A substitute teacher in Alabama accidentally fired his gun in a first-grade classroom recently. No one was hurt, luckily.
In Michigan, a man threw his shoe at a cockroach — forgetting that’s where he kept his pistol. He literally shot himself in the foot.
And in New Mexico, a driver showing off his 9 mm to a friend in the passenger seat accidentally shot a woman … in the car next to them.
All these accidents occurred within the past month. Know what else they have in common?
They all happened in states that allow open carry, which means just about anyone can carry a gun anywhere, whether or not they know the first thing about firearms.
And some folks wonder why South Carolina lawmakers are hesitant to pass an open carry law here.
Well, it’s not going to happen this year. The controversial legislation is unofficially off the table — because law enforcement is treating a social media post as a threat on Charleston state Rep. Peter McCoy’s life.
You read that correctly.
The Freedom Action Network of South Carolina posted an incendiary statement on Facebook blaming McCoy for the Legislature’s failure to turn this state into the Wild West.
One commenter replied, “Maybe we should shoot him?”
So, now police are guarding McCoy’s home, office and family — as they should. People are crazy, and that is nothing to joke about. McCoy is right to take this seriously.
“I don’t know whether this guy’s statement will spark action by someone else,” McCoy told The Post and Courier. “I don’t know whether he really means it. People think they can say anything behind a keyboard and it won’t have consequences.”
Exactly.
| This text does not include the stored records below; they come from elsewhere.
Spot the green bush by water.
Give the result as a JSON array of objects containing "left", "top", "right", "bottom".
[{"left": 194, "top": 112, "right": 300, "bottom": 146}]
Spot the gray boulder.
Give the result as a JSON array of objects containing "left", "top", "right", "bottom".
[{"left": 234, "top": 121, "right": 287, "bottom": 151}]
The internet is a cesspool that has shown just how uncivil many people truly are when cloaked with semi-anonymity.
But the person who made that comment will soon find out what happens when you are suspected of threatening a public official. SLED has been asked to investigate, and the agency can certainly find a troll.
Of course, the “shoot him” comment wasn’t the only one that hinted at violence; others were just a little more veiled. The Freedom Action Network said Monday it doesn’t condone such comments or violence.
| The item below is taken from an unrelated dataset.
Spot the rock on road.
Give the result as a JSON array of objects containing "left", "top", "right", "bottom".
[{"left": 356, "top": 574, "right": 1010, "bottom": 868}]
Sorry, but that doesn’t cut it. You can’t stir up people with propaganda, then disavow responsibility for what happens afterward. Even if you take the comment down, which it did.
The Freedom Action Network targeted McCoy — one of the state’s best, most conscientious lawmakers — simply because the Republican is chairman of the House Judiciary Committee, where open carry is stuck. The group didn’t mention a companion bill is also gathering dust in the Senate Judiciary Committee.
Which shows a widespread disinclination to adopt such a law.
So why target McCoy? Perhaps because he’s a former prosecutor, and open carry folks know law enforcement types aren’t thrilled with this idea. Most say open carry is foolhardy and dangerous.
They’re right. The proposed South Carolina open carry law would let anyone carry a gun onto school grounds and into public parks or bars without demonstrating they know the difference between a clip and a trigger.
You know, voting is a constitutional right, too, but there are rules. So gun fetishists should quit complaining and take the one-day concealed weapons permit class.
This isn’t even the first time this month that some supporters of open carry have shown they might be a few rounds shy of a full clip. Last week, a man aptly named McNutt was accused of showing up on the Texas speaker of the House’s doorstep to protest his lack of action on similar legislation.
Police say this McNutt drove 700 miles across Texas to show up at the homes of several lawmakers. The speaker deemed this intimidation and dropped open carry.
Here, even the Legislature’s most ardent open carry supporters backed away in the face of a perceived threat.
All these people have done is scare some good folks, tax local police and reinforce ugly stereotypes some people have about gun owners, most of whom don’t deserve this. Open carry proponents can’t blame McCoy for this, only themselves.
This is what you get for shooting off your mouths.